Marr pointed out that the Play Streets events in Savannah will take place in areas without regular access to physical activity programming, fresh and local foods, and arts programming.

"Because the total distance of the street space dedicated to the events will vary from a quarter mile to well over a mile, the proximity to playgrounds will vary based on the event. Broadly speaking though, each is sited in an area with some barriers to outdoor playgrounds," he said.

The city of Savannah became involved with the initiative after having previously conducted a Bicycle Ciclovia event for children and their families that was well-received.

"The Savannah community also has an initiative called Healthy Savannah, which is a public-private partnership that identified the national initiative," Marr said. "They identified it as an opportunity to grow the existing event to reach a larger audience and provide a stage for overlapping community initiatives that were improving public health.
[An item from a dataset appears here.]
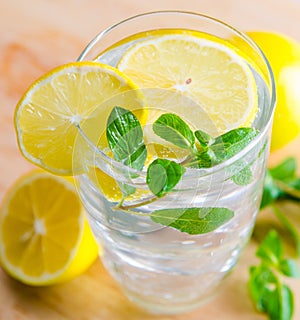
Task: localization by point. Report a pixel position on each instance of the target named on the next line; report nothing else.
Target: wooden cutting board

"Our community is fortunate to have leaders growing a first-class Farmer's Market, launching a compelling Food Day Festival, working in neighborhoods and community centers to engage residents around healthy food and physical activity," he said.

Furthermore, Marr explained that to design a compelling series for 2013, "we put as many of those community groups in the same room as we could, and let those experts design engaging programming, with the city's role being to help coordinate the provision of the physical space for the programming to take place within-in this case, street space. We wound up with 18 groups from the private, public and nonprofit sectors, and a mission of bringing arts, local foods, and fun and active programming to the doorsteps of neighborhoods without as regular access to those amenities."

And, besides the benefits of exercise, it is hoped that the Play Streets activities will result in more foot traffic and business activity at nearby businesses as well.

"We think that in addition to city residents, we'll attract quite a few folks from our region who are just a drive away and looking for something fun and unique to do with their families," Marr said.

Details about the location and dates, and the collaborative of community groups taking on Play Streets events in Savannah can be found online at www.ahealthieramerica.org/playstreets.